Soldiers surrounded Taha's house before daybreak Monday, coming under attack from house occupants who tossed hand grenades at the troops. Soldiers returned fire, wounding Taha and his son, Ayman, assistant of Mohammed Deif, the top Hamas bombmaker and the No. 1 man on Israel's wanted list.
Fighting after the arrests killed eight people. Doctors said five were gunmen and three were civilians - two boys, ages 14 and 16, and a 33-year-old woman who was nine months pregnant.
The woman died when her house collapsed on her during the demolition of a nearby building, doctors and her family said. Six other relatives were injured, including the woman's husband and two of her sons.
At funerals Monday, hundreds of mourners fired guns into the air and shouted, "Revenge! Resistance will continue!"
The Gaza raids began two weeks ago after Hamas blew up an Israeli tank on Feb. 16, killing its four-men crew. Since then, 44 Palestinians - including Hamas gunmen and at least eight civilians - have been killed in 14 raids.

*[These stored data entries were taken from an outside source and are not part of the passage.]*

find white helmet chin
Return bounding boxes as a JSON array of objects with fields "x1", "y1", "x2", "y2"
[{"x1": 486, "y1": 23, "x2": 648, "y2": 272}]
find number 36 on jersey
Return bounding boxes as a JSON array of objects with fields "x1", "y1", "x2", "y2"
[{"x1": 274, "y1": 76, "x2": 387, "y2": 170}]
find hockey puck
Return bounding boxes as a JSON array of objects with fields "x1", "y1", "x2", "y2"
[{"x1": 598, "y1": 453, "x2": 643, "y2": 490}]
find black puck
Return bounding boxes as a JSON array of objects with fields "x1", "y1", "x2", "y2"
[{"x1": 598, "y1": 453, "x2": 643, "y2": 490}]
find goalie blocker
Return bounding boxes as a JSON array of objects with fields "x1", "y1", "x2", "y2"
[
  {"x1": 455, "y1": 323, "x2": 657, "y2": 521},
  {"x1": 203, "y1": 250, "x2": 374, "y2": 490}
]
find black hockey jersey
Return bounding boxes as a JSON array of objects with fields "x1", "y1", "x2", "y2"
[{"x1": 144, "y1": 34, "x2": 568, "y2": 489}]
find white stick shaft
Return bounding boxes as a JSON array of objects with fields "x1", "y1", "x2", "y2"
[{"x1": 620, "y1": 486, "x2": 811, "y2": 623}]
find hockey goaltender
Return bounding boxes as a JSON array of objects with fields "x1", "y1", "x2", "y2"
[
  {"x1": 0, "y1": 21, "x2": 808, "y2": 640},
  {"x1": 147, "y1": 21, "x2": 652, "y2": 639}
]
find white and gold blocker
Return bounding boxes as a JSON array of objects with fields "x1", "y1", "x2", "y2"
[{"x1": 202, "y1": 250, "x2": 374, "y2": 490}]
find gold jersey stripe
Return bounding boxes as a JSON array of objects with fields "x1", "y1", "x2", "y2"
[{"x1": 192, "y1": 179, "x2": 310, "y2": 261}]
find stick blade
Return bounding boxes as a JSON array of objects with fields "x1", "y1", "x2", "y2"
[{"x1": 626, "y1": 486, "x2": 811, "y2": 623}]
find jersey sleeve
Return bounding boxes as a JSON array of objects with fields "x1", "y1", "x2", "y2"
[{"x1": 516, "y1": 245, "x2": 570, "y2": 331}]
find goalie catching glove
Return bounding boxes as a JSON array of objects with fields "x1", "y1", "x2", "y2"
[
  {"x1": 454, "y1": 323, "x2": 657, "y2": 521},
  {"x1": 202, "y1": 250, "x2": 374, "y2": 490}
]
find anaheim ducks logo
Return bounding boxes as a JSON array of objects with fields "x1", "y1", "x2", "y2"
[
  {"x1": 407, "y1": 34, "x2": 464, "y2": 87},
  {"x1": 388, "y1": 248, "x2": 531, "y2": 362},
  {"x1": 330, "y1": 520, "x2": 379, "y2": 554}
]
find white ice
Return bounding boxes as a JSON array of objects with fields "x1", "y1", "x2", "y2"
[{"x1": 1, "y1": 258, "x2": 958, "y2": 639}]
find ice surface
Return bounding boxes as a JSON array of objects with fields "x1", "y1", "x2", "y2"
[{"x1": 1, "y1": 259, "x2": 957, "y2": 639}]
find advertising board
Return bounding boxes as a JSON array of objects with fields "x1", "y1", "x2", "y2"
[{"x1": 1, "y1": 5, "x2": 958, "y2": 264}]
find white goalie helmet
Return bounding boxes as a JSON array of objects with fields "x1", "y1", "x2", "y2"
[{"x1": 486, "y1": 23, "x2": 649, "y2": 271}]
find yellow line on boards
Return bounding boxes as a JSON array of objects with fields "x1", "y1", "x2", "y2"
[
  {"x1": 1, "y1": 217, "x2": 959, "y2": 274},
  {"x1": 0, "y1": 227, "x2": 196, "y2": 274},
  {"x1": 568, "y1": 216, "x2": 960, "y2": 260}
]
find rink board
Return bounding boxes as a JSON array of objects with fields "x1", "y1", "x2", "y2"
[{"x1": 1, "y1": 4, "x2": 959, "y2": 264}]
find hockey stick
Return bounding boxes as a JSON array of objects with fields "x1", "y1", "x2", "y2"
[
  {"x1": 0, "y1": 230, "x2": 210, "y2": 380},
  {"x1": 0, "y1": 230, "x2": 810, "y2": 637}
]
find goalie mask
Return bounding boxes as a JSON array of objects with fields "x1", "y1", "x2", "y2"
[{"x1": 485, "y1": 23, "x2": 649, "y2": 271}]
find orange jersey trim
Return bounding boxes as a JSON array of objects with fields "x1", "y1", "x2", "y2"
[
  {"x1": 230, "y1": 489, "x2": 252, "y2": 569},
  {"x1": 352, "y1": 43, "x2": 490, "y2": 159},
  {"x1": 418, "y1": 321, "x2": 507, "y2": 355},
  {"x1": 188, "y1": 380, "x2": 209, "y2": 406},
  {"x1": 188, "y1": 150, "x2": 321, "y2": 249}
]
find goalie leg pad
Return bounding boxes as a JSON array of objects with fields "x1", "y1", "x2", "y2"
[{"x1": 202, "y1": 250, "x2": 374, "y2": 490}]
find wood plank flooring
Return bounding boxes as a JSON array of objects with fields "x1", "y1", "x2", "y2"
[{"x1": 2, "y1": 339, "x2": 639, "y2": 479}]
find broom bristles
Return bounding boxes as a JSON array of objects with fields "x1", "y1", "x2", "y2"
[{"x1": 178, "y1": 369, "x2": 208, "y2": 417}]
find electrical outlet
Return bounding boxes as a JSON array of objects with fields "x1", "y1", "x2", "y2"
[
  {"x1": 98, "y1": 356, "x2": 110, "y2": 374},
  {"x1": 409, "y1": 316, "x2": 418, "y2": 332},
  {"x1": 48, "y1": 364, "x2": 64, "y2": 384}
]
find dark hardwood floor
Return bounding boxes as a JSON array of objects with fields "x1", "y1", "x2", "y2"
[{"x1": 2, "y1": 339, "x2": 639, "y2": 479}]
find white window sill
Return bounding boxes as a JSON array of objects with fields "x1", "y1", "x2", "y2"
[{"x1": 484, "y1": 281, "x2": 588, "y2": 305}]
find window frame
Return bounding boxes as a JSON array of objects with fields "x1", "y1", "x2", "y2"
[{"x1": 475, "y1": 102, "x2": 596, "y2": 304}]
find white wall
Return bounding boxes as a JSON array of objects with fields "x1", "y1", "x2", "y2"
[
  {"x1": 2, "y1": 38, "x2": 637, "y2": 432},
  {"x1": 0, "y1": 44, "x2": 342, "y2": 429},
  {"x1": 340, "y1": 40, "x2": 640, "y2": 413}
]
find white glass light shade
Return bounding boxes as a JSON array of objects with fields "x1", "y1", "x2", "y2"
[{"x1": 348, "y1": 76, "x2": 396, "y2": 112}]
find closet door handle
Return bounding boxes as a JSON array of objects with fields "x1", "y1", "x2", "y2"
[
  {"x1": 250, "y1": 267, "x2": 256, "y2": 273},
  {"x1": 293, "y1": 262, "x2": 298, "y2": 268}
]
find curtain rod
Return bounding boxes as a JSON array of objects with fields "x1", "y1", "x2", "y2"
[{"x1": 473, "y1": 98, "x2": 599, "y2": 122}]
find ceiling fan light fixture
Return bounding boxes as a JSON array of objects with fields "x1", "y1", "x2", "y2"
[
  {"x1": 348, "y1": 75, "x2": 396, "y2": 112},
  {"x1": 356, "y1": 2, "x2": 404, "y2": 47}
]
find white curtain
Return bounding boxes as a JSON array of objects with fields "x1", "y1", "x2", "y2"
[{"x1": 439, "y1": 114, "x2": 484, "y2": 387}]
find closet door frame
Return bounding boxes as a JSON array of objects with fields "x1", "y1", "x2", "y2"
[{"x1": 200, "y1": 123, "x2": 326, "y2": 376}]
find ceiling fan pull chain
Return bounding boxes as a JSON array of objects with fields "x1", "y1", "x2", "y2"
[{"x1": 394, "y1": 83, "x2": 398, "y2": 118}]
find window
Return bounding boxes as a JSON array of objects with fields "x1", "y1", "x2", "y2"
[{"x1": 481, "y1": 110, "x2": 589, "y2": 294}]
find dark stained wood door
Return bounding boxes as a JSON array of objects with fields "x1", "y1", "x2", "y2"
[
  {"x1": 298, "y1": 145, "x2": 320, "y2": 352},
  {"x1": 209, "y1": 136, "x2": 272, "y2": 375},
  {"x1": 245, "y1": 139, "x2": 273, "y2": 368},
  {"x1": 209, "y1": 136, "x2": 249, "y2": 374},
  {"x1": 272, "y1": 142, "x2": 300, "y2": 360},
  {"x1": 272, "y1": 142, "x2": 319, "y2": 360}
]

"This is a continuation of the escalated aggression against our people," Arafat told The Associated Press on Monday.
Israel continued sweeps for militants on Monday, as troops in the West Bank blocked entrances into Nablus' Old City and seized homes and buildings as lookouts. Soldiers conducted house-to-house searches and demolished the home of a Hamas militant.
The army said the owner, Fathi Hatzib, drove a suicide bomber to the Park Hotel in Netanya, where he blew himself up on Passover eve last year, killing 29 people. It was unclear where Hatzib was.
In Ramallah, meanwhile, Arafat summoned top Palestinian leaders Monday to discuss the appointment of a prime minister. Under international pressure, Arafat agreed last month to create the position.